Einen Strukturwandel mussten wir in Forchheim auch durchleben und er ist bis heute nicht abgeschlossen. Seit diesem Jahr haben wir deutlich über 16.000 Arbeitsplätze in der Stadt. Seit diesem Jahr haben wir einen positiven Pendlersaldo. Wir haben also mehr Ein- als Auspendler. Wir können damit also theoretisch allen Forchheimerinnen und Forchheimern einen Arbeitsplatz im Stadtgebiet bieten. Theoretisch. Wer von Strukturwandel spricht, meint aber nicht nur einfache wirtschaftliche Kennzahlen. Der Strukturwandel, den Forchheim auf wirtschaftliche Ebene erlebt, hat daneben tiefgreifende soziale, psychische, kulturelle und natürlich auch politische Folgen. Wir stecken also noch mitten drin und es wird sich zeigen, wie wandlungsfähig unsere Stadtgesellschaft ist.

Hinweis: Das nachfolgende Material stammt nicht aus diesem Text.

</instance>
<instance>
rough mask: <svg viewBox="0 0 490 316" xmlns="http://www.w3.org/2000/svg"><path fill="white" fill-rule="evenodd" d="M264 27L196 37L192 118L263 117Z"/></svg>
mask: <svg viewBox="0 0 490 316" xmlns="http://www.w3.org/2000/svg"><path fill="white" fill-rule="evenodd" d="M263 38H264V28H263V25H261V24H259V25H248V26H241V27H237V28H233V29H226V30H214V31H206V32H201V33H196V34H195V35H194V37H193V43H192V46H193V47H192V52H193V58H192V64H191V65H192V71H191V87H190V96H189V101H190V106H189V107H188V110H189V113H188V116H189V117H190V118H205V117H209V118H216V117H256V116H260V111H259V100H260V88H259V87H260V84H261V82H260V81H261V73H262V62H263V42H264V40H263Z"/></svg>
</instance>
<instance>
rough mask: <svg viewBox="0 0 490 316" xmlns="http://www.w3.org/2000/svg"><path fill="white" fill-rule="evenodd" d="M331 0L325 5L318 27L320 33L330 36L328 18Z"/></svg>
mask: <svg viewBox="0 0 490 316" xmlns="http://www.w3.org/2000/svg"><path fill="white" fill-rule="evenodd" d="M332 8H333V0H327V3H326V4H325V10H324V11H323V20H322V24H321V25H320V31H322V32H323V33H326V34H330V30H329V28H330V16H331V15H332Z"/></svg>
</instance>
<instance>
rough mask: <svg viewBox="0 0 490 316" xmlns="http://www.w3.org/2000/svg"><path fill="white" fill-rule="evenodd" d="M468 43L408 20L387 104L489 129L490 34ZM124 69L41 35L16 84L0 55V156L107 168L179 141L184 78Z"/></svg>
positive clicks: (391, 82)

Ein besonderes Dankeschön möchte ich jedoch allen zurufen, die zu ihrer Zeit Verantwortung getragen, mutige Entscheidungen getroffen und somit den Strukturwandel eingeleitet haben. Die Auswirkungen der Entscheidungen zu Beginn eines Strukturwandels sind oftmals erst viele Jahre später erkennbar. Danke an die Stadtväter und -mütter, die seinerzeit so besonnen und klug agierten. Ich hoffe, dass wir diesem Vorbild folgen können, um in der Phase des Strukturwandels, in der wir uns heute befinden, ähnlich gute Entscheidungen treffen zu können. Unsere Stadt verändert sich also unaufhörlich weiter. Unsere Aufgabe ist es, diesen Wandel zu steuern und positiv zu begleiten. Wir werden viel Kraft brauchen, um auch im neuen Jahr 2019 zum Wohle unserer Bürgerinnen und Bürger zu entscheiden und die Weichen richtig zu stellen. Deshalb wünsche ich Ihnen allen und Ihren Familien und Freunden ein frohes und gesegnetes Weihnachtsfest. Genießen Sie die nun hoffentlich einkehrende Ruhe und Besinnlichkeit, damit wir uns gemeinsam ab Januar wieder kraftvoll den kommenden Aufgaben widmen können.

Ich freue mich auf 2019, auf die anstehenden Aufgaben und die hoffentlich konstruktive Zusammenarbeit mit Ihnen!

Frohe Weihnachten und ein glückliches neues Jahr!